Ja 173 The Story about (the Wild) Monkey

In the present one monk gets his living in dishonest ways. When the Buddha finds out he tells a story of a monkey who tried to disguise himself as an ascetic, but was chased back into the jungle.

1. Tāta māṇavako eso, tālamūlaṁ apassito,
Agārakañ-cidaṁ atthi, handa demassagārakan-ti.

Father, this is a young brahmin, reclining at a palm tree’s root, here there is a small hut, come now, let us give the small hut to him.

In this connection, young brahmin, this is an expression indicating the creature. Through this, saying: “Father, this one is a young brahmin, this creature is an ascetic,” this is the explanation.

Reclining at a palm tree’s root means stood leaning on the trunk at a palm tree.

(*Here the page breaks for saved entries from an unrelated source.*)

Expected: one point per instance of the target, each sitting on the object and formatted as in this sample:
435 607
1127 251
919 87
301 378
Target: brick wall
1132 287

Here there is a small hut, there is this, our house, for those gone forth, he spoke referring to the leaf hut.

Come now is a particle with the meaning of endeavour.

Let us give the small hut to him means let us give one side of this small hut for him to live in.

2. Mā kho tvaṁ tāta pakkosi, dūseyya no agārakaṁ,
Netādisaṁ mukhaṁ hoti brāhmaṇassa susīlino ti.

Dearest, I do not reproach you, but he would befoul our small hut, a face of such a type was never a virtuous brahmin’s face.

In this connection, he would befoul our small hut, that one who has entered this leaf hut made with difficulty having a burning sacrificial fire, will befoul it with excrement and so on.

Of such a type, having said: “Such a type was never a virtuous brahmin’s face, this is a monkey,” the Bodhisatta, having grabbed a firebrand, saying: “Why do you stay here?” after throwing it, put him to flight.